February 7, 2010, 11:42 pm
Filed under: that weird feeling i like to call attraction
when Side B catches herself wanting to spend a lot of time with someone, soak up their words, bask in their smile or the way they speak or how strangely her heart flips around like a gasping fish in their presence, she calls it being “greedy for goodness.” and generally, she follows that up with “but i mean, who can fault you for wanting goodness?”

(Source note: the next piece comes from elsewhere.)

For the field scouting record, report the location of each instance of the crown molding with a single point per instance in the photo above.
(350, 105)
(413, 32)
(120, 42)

when we moved into this apartment, it came with some leftovers. my room had a frame and a mattress that i traded to the poet for her hated, too-soft (like a cloud, really) mattress and box spring. a closet full of coats. the fixings for an aquariam. both pocket and full-sized settlers of catan and a strange french werewolf card game. five boxes of recycling. a bag of socks, a blanket, a red t-shirt. a comfortable couch. two broken bbqs, a mouldy, white plastic table and chairs set, a huge roasting pot. cake mix, dusty-tasting hot chocolate, minute tapioca. and a fridge full of condiments, the outside of which was covered in pieces of paper with sayings on them, bad quotes, some pictures. we removed most, leaving only a few behind. one piece of paper in particular says:
“don’t be so much in love that you can’t tell when the rain comes.”


Protected: some days i’m glad this is an anonymous blog.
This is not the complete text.